Add `&num=10` for 10 results. Extract `.WlydOe a` for headline titles and `.CEMjEf` for source/time.

### RSS Feeds (fallback)
Common financial RSS feeds for news aggregation:

| Source | RSS URL template |
|--------|-----------------|
| Reuters | `https://feeds.reuters.com/reuters/businessNews` |
| Bloomberg | `https://feeds.bloomberg.com/markets/news.rss` |
| Yahoo Finance | `https://finance.yahoo.com/rss/headline?s={SYMBOL}` |
| Seeking Alpha | `https://seekingalpha.com/symbol/{SYMBOL}.xml` |

Use `curl -s "{url}" | python3 -c "import sys; from xml.etree import ElementTree as ET; root=ET.parse(sys.stdin).getroot(); [print(i.findtext('title'), '|', i.findtext('pubDate')) for i in root.findall('.//item')[:5]]"`

---

## Market Hours by Exchange

| Exchange | Local hours | UTC |
|----------|-------------|-----|
| NYSE/NASDAQ | 09:30–16:00 ET | 14:30–21:00 UTC (EDT) / 15:30–22:00 UTC (EST) |
| Hong Kong (HKG) | 09:30–16:00 HKT | 01:30–08:00 UTC |
| Tokyo (TYO) | 09:00–15:30 JST | 00:00–06:30 UTC |
| London (LON) | 08:00–16:30 GMT | 08:00–16:30 UTC |
| Paris (EPA) | 09:00–17:30 CET | 08:00–16:30 UTC |
| Shanghai (SHA) | 09:30–15:00 CST | 01:30–07:00 UTC |

**Pre/after-market note:** Google Finance shows after-hours prices for US stocks.

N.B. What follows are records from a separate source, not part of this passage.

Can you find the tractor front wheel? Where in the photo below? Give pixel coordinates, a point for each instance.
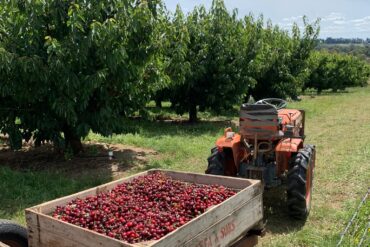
(215, 163)
(300, 177)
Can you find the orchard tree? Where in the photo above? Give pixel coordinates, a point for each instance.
(336, 71)
(74, 66)
(282, 60)
(213, 76)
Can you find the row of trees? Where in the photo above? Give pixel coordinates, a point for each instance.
(68, 67)
(216, 60)
(336, 71)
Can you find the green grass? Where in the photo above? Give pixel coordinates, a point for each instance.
(338, 124)
(23, 189)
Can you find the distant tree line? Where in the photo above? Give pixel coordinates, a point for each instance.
(330, 40)
(67, 68)
(358, 50)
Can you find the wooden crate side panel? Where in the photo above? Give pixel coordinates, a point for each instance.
(235, 183)
(232, 227)
(32, 228)
(52, 232)
(204, 221)
(231, 182)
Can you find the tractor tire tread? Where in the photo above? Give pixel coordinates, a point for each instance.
(296, 184)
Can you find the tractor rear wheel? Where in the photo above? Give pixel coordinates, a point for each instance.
(300, 177)
(216, 163)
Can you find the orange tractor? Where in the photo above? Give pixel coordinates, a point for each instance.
(270, 147)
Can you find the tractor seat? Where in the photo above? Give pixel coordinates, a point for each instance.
(259, 121)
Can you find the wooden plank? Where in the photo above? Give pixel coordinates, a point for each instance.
(45, 230)
(56, 233)
(248, 241)
(229, 229)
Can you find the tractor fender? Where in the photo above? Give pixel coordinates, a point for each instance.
(284, 150)
(233, 144)
(290, 145)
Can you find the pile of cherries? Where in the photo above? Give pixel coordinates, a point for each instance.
(147, 208)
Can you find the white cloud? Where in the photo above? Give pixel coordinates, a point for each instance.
(333, 16)
(339, 22)
(293, 18)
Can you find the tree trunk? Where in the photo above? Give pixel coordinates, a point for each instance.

The change % shown is vs. prior regular close. Include a note like "(after-hours)" when checking outside market hours.

---

## State File Location

Watchlist and snapshot state is stored at:
```
~/.openclaw/workspace/stock-tracker-state.json
```

If the file does not exist, create it with:
```json
{
  "watchlist": [],
  "lastChecked": null,
  "snapshots": {}
}
```

Read/write this file using the `computer-use` or `bash` tool:
```bash
# Read
python3 -c "import json; print(json.dumps(json.load(open('$HOME/.openclaw/workspace/stock-tracker-state.json')), indent=2))"

# Write (after building updated_state dict in python)
python3 {baseDir}/scripts/parse-stock.py --update-state
```

---

## Data Freshness & Caching

- Google Finance prices: 15-min delayed for most non-US exchanges; real-time for major US exchanges.
- Do NOT re-fetch within 10 minutes of a previous check for the same symbol (avoid rate limits).
- Store `lastChecked` timestamp per symbol in state file. Skip fetch if `now - lastChecked < 600s`.
- For cron jobs running every 4 hours, this is never an issue.